Wednesday 5 May 2010

Find of the Week (9)

This ‘find of the week’ deals with the library itself, well the 1922 catalogue. I had spent an afternoon looking for some old photographs and came across a set of the library interior from the 1950’s. The first photograph that caught my eye was one of the large indicator panels. The panels were located where our learning suite and reference sections are now situated. The large panels held records for each book in the library, they had blue and red indicators to inform customers which books were in stock or on loan.
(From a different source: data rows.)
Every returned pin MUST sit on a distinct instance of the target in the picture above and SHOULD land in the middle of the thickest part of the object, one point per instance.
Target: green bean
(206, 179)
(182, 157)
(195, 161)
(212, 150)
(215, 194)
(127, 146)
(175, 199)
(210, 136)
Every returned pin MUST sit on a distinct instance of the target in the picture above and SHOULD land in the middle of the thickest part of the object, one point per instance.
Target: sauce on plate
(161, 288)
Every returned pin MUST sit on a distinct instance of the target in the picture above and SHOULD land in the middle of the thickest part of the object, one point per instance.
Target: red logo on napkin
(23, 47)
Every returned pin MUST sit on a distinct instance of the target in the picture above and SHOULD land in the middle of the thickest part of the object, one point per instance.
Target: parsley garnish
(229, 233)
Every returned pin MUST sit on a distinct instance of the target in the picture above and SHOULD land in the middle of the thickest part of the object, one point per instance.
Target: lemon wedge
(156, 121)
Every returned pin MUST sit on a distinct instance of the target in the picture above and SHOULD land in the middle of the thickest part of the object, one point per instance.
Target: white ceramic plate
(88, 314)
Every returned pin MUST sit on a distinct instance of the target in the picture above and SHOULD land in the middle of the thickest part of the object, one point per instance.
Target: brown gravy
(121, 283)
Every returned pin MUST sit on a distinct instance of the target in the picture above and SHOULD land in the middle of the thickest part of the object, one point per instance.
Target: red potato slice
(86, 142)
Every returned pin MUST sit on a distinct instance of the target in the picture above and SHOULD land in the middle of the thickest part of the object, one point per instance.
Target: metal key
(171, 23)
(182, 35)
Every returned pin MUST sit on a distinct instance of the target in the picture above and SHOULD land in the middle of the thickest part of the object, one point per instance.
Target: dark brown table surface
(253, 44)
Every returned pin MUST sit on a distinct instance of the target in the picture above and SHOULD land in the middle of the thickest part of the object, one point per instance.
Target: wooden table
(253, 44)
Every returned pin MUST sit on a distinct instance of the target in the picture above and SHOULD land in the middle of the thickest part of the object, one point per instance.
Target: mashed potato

The boards made it look more like a ticket office than a library, due to the fact that all of the stock was located behind the counter on stacks.
©West Dunbartonshire Libraries

I don’t have the actual catalogues from the 1950’s but I do have the 1922 edition where the arrangement of the catalogue was known as the ‘dictionary catalogue’. This edition of the catalogue had 7,987 entries. Each book was entered in alphabetical sequence under the author’s name, its subject, and, where distinctive its title. Fiction however was only added under the author.
An example from the catalogue;
Austen (Jane) – Persuasion …….E.W……F2277
Australia. Hill (R. and F.) What we saw in Australia, 1875……B1979
The E.W. after the Austen title is an abbreviation for Eminent Women Series and the number before each book number is one of the seven main classes;


A – Philosophy and Theology
B – History, Travel and Biography
C – Law, Politics and Economics
D – Science and Art
E – Poetry & Drama
F – Prose Fiction
G- Language and Literary Miscellany

The catalogue also had 25 abbreviations listed and a separate section at the back for the local collection. The actual book itself is bound in hardback and fits the hand, a little like a modern e-reader, nice size. The interest for me though isn’t the actual arrangement of the catalogue but the ‘local studies’ collection mentioned within. I’m sure some of the local studies books I use as reference tools, are the ones mentioned in this catalogue. Thankfully due to these titles being closed access they have been preserved well.